Photo Credit: Analytical Thoughts
It's not how much you save, but how much you spend that truly makes a difference – especially when it comes to your retirement.
Many people struggle day to day on payments, even though they make comfortable salaries. Unfortunately, many people have strong consumer habits, and then they are burdened with “unexpected” expenses, such as healthcare, or even the spike in gas or food costs. There are plenty of people who make six figures, yet have nothing in their savings account to show for their work. Remember, the American savings rate is less than 0; in fact, it current rests at -.5%. We like to spend far more than we ever make; this is what is so dangerous to people now, and extremely dangerous in retirement. Regardless of how much you save or make, your spending habits dictate how stable you are financially.
The 70% fallacy of retirement
Many retirement planners tell you to plan to spend 70% of your current pre-retirement income while in retirement. While this may sound appealing, where does that extra 30% in cuts come from? Certainly, you might not feel like splurging on cosmetics and coffee, but there needs to be something more substantial to warrant such a large 30% cut. Thus, lowering your standard of living now will help you maintain a constant and better standard of living when you are in retirement. Very few people save too much; many are saving far too little to be able to retire.
Paying for the house
Being able to afford your own home should be the first goal of retirement. The monthly mortgage payment is enough to sway the amount you spend back down to the 70% level. Just by eliminating this payment, you’ve greatly decreased the cost of living, yet gained the financial freedom of having the house in your own name. The problem is that most mortgages are around 30 years, and it takes many that long just to have the home paid off, especially if they didn’t take advantage of super low HELOC rates the past 5 years.
Solution: Refinancing to a 15 year loan is a great way to lower the amount of time to complete home ownership, while making sure that you cut out the mortgage in half the time. The benefit is that your monthly payments hardly skyrocket; just pay a few hundred dollars per year and the house is in your name fifteen years quicker than before.
Spend less on depreciating assets
Cars and boats look great and make you feel luxurious, but these toys can be costly in the long run. Paying for a new car, both in maintenance and auto loans, adds up quickly. The biggest cost is by far depreciation of asset;, a new car today worth $40,000 will only be worth $7,000 to $8,000 in just a few short years.
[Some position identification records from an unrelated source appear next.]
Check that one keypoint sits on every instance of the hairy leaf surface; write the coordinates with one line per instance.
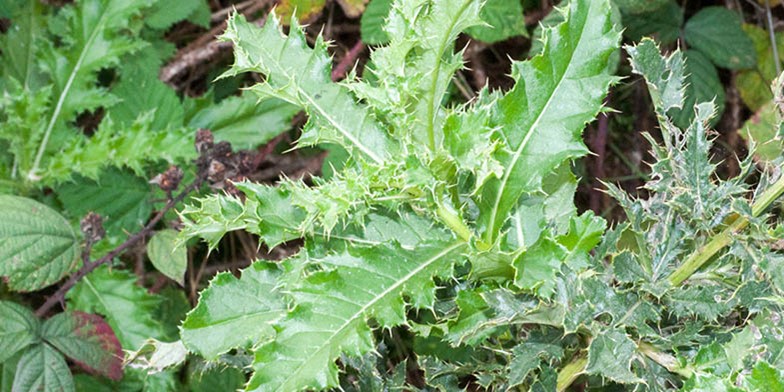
(556, 94)
(37, 245)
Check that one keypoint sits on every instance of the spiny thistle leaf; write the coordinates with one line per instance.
(301, 75)
(93, 35)
(556, 94)
(234, 312)
(335, 303)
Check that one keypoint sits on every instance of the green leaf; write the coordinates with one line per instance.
(128, 308)
(716, 32)
(352, 8)
(702, 85)
(665, 76)
(528, 355)
(122, 199)
(234, 313)
(143, 94)
(537, 267)
(163, 14)
(216, 379)
(610, 355)
(301, 76)
(88, 340)
(8, 372)
(91, 33)
(18, 329)
(762, 127)
(133, 148)
(302, 9)
(766, 378)
(504, 19)
(21, 44)
(708, 383)
(168, 258)
(753, 84)
(156, 356)
(37, 245)
(640, 6)
(268, 212)
(540, 131)
(244, 121)
(42, 368)
(704, 302)
(664, 24)
(372, 22)
(334, 304)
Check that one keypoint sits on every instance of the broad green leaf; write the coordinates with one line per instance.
(216, 379)
(163, 14)
(234, 313)
(156, 356)
(716, 32)
(503, 18)
(42, 368)
(765, 378)
(21, 44)
(334, 305)
(304, 9)
(664, 24)
(244, 121)
(8, 372)
(708, 383)
(372, 22)
(610, 355)
(38, 246)
(142, 93)
(762, 127)
(128, 308)
(91, 35)
(86, 339)
(753, 84)
(122, 199)
(18, 329)
(702, 85)
(540, 130)
(640, 6)
(301, 76)
(168, 258)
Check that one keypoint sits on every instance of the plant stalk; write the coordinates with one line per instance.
(89, 266)
(725, 237)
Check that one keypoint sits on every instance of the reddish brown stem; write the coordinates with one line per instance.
(89, 266)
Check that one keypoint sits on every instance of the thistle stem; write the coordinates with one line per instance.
(725, 237)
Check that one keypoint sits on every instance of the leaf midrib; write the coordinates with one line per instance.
(431, 98)
(301, 92)
(361, 312)
(66, 89)
(527, 138)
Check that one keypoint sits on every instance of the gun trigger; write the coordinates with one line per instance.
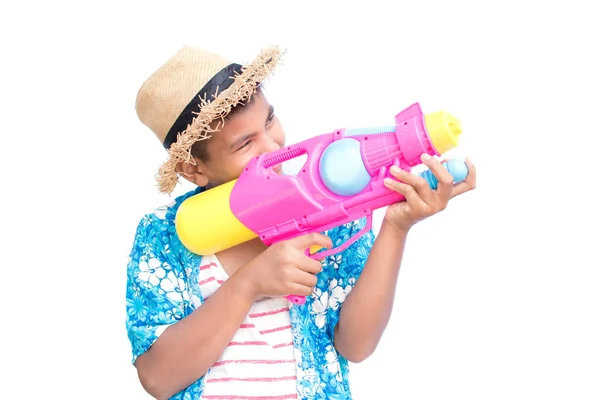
(314, 248)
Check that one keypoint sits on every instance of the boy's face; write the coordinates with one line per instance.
(248, 133)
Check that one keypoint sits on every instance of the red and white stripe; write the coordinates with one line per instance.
(258, 363)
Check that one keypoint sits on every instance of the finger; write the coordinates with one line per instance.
(470, 181)
(311, 239)
(309, 265)
(419, 186)
(409, 193)
(443, 176)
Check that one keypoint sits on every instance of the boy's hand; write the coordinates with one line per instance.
(284, 268)
(421, 201)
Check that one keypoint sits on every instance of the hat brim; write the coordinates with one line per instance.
(243, 87)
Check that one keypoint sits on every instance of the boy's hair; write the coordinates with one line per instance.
(181, 101)
(200, 148)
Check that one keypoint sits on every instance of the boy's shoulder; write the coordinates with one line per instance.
(158, 224)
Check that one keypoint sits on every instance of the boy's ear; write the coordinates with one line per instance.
(193, 173)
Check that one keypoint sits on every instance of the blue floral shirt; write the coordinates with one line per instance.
(162, 288)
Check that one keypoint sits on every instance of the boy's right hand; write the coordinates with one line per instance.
(284, 268)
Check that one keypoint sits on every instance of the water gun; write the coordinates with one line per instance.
(341, 181)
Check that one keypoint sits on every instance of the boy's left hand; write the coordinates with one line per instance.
(422, 201)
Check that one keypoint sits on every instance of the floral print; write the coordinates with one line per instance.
(162, 288)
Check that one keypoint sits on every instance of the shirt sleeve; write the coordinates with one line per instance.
(155, 295)
(345, 267)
Solution: Driving used cars will allow someone else to pay the depreciation for you. Cars depreciate the most in just the first 2-3 years before they continue with a much slower depreciation curve. If you can refrain from buying that brand new car now, you can have it in two years for half the price. Indeed, it has a few extra thousand miles and possibly some minor blemishes, but you can be sure it still has the new car smell – at a much lower price.